Siedzi dwoch zuli na laweczce w parku. Siedza tak popijajac cos tam z gwinta. W pewnym momencie jeden do drugiego:

  • Co robisz w dlugi weekend?

:smiley:

Rozmowa dwóch jasnowidzów

  • e stary wiesz co?

  • wiem


Przychodzi Jasio do domu.

  • Mamo dzieci w szkole się ze mnie śmieją, że mam długie zęby!!

  • Synku to nie prawda że masz długie zęby tylko wyjdź na podwórko bo mi zębami podłoge rysujesz


Przychodzi Jasio do domu.

  • Mamo dzieci w szkole się ze mnie śmieją, że dużo jem!!

  • Synku to nie prawda, że dużo jesz tylko zjedz zupe bo potrzebuje wanne.


W czym podobny jest nauczyciel i uczeń?

obydwoje mogą się mylić tylko uczniowi nie wyjdzie to na dobre.

:smiley: :smiley: :smiley:

Z pamiętnika serwisanta pewnej firmy:

:hahaha:

To tak jam u mnie w domu, nikt nic nie pomysli tylko od razu nmnie wolają :confused:

_____________________________

Do kowalskich przyjechała rodzina na kolacje .I Jasio pyta mamusie :Mamusiu chce mi się siusiu!

Mama na to:Jasiu to idz do ubikacji!

Aha i na drugi raz nie mów ze ci się chce siusiu tylko ze ci się chce gwizdać!

Jasiu:bobrze mamusiu!

No już po kolacji i wszyscy idą spać, a Jasiu śpi z dziadziusiem

Jasiu: dziadziusiu chce mi się gwizdać!

Dziadziuś : nie można teraz gwizdać bo teraz jest noc i wszystkich pobudzisz!

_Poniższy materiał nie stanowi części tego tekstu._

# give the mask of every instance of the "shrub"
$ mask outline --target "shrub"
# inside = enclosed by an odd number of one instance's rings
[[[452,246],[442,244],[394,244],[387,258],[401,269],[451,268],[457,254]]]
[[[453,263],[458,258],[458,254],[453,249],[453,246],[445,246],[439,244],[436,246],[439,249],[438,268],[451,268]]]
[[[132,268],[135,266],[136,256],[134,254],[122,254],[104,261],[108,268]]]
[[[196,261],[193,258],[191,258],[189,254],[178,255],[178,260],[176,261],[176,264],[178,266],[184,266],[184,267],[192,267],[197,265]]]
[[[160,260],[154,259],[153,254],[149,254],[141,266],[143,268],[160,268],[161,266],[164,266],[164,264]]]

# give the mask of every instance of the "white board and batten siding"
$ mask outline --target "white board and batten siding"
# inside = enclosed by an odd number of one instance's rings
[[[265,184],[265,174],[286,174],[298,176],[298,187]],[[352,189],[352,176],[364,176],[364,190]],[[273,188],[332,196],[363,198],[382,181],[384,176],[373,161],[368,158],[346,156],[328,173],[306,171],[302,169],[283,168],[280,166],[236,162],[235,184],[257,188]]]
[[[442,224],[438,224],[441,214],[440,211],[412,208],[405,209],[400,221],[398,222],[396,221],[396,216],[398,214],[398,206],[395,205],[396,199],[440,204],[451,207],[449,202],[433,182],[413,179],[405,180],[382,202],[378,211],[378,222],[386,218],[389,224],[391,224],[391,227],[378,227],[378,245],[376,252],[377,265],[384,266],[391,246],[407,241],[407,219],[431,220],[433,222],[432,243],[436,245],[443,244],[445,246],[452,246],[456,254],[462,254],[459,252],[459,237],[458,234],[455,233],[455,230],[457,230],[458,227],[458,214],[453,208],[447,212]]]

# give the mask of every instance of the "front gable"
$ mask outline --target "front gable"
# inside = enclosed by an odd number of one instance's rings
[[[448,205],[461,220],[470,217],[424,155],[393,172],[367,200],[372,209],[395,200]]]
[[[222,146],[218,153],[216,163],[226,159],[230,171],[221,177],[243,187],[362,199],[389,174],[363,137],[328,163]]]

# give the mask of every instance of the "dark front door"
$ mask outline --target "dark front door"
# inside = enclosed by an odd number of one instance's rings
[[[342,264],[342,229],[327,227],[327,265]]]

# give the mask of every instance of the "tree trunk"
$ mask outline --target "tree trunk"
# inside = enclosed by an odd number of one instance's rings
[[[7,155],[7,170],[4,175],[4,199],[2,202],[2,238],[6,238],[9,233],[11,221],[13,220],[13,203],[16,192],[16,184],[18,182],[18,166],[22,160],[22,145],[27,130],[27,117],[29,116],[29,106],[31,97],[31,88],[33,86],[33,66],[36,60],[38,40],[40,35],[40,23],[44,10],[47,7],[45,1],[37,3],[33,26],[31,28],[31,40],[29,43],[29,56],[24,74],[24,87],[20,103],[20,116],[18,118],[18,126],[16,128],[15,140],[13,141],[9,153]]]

Jasiu :ale mi się chce gwizdać!

dziadziuś: to pogwizduj mi cichuśko do ucha… crazy.gif

____________________________

Król zwierząt kazał wybudować nowy kibel. Jednak powiedział, że każdy kto choć trochę go zniszczy, będzie odpowiadał karnie. Po paru tygodniach lew idzie lasem, patrzy, a w kiblu wybita szyba. Zwołał wszystkie zwierzaki i pyta:

  • Kto szybę wybił?

Wstaje zając i mówi:

  • No, ja i nie ja…

  • Jak to Ty i nie Ty?

  • No, siedzę w kiblu, sram spokojnie, nagle wpada niedźwiedź, siada, narobił na mnie, podtarł się, a jak zobaczył, że jestem zającem, a nie papierem toaletowym, to się wściekł i wyrzucił mnie przez okno…

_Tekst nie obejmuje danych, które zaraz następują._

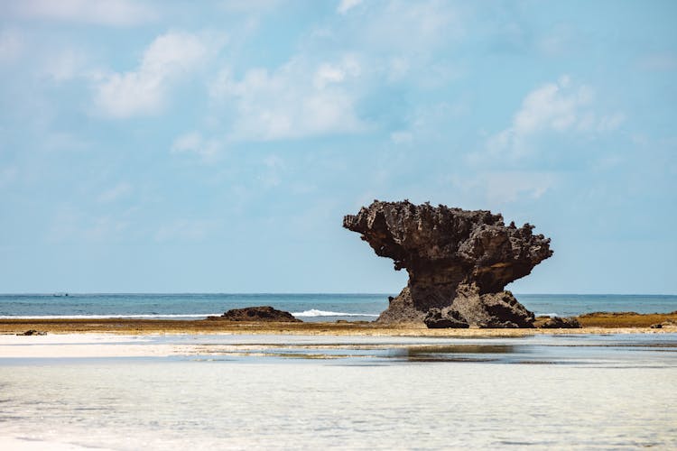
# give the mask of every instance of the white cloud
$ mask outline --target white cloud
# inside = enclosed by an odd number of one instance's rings
[[[357,6],[361,3],[362,3],[362,0],[341,0],[340,3],[338,4],[338,6],[336,8],[336,11],[339,14],[345,14],[349,10]]]
[[[0,187],[11,185],[16,180],[18,175],[19,170],[16,166],[0,168]]]
[[[156,13],[131,0],[22,0],[12,2],[10,12],[26,17],[55,21],[128,26],[156,18]]]
[[[622,113],[599,115],[592,110],[592,89],[575,85],[567,76],[533,90],[524,97],[512,124],[487,140],[488,155],[485,156],[521,158],[533,153],[532,139],[541,133],[608,132],[622,124]]]
[[[74,49],[51,54],[45,60],[44,73],[56,82],[68,81],[86,73],[88,58]]]
[[[371,11],[356,30],[360,43],[371,49],[419,55],[465,34],[462,17],[449,2],[393,0]]]
[[[222,145],[218,140],[205,139],[197,132],[179,136],[172,145],[172,153],[195,153],[205,161],[216,158],[221,149]]]
[[[390,133],[390,141],[394,144],[410,144],[413,141],[413,134],[403,130],[393,132]]]
[[[350,55],[319,65],[292,59],[274,71],[248,70],[240,80],[225,69],[211,92],[215,99],[235,105],[235,140],[357,133],[365,128],[355,111],[360,69]]]
[[[492,209],[524,199],[539,199],[559,181],[556,173],[528,170],[487,171],[450,178],[456,189],[477,197],[477,202]]]
[[[284,161],[277,155],[268,155],[264,159],[265,170],[257,179],[264,188],[274,188],[282,183],[282,173],[284,171]]]
[[[209,38],[176,32],[158,36],[144,52],[136,70],[103,78],[97,86],[97,105],[114,117],[159,112],[171,85],[196,70],[213,50],[210,45],[218,50],[223,44],[222,39],[209,41]]]
[[[0,32],[0,63],[16,59],[23,50],[23,40],[19,32],[11,29]]]
[[[651,53],[639,60],[640,68],[645,70],[671,71],[677,69],[677,53]]]
[[[100,203],[113,202],[119,199],[120,198],[128,196],[132,193],[132,185],[130,185],[129,183],[121,182],[111,188],[110,189],[107,189],[106,191],[99,194],[97,198],[97,201]]]
[[[200,241],[214,226],[212,221],[179,219],[162,226],[155,233],[155,241]]]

Lew publicznie opieprzył niedźwiedzia. Niedźwiedź przeprosił, wstawił szybę i był spokój. Po paru tygodniach sytuacja się powtarza. Szyba wybita, lew zwołuje zebranie zwierząt:

  • Kto szybę wybił!?

Wstaje lis i mówi:

  • No, ja i nie ja… Siedzę w kiblu, sram spokojnie, niedźwiedź wpada, podtarł się mną, zobaczył, że jestem lisem, wkurzył się i cisnął mnie przez okno…

Lew wkurzony opieprzył porządnie niedźwiedzia, kazał mu wstawić szybę, zapłacić kolegium i ostrzegł, że jak jeszcze raz to zrobi, to pójdzie do paki. No i faktycznie spokój z kiblem był przez parę miesięcy. Pewnego dnia na kontroli lew zobaczył, że cały kibel jest rozwalony, ścianki porozrzucane, muszla klozetowa potłuczona wisi gdzieś na sosnie… Lew dostał szału, że zwierzaki tak nie dbają o wspólne dobro. Zwołał zebranie i mówi:

  • Kto do cholery jasnej rozpieprzył cały kibel?! Niech się przyzna, a będę mniej surowy! !!

Wstaje jeżyk i mówi:

  • No, ja i nie ja…

Na komisariacie Policji przesłuchiwano Eskimosa.

W pewnym momencie zadano mupytanie:

− Co Pan robił w nocy z 20 pazdziernika na 15 marca ?!?


Eskimos ciągnie na sankach lodówkę.

Widzi go drugi i pyta:

− Po co Ci ta lodówka - jest minus 20 stopni?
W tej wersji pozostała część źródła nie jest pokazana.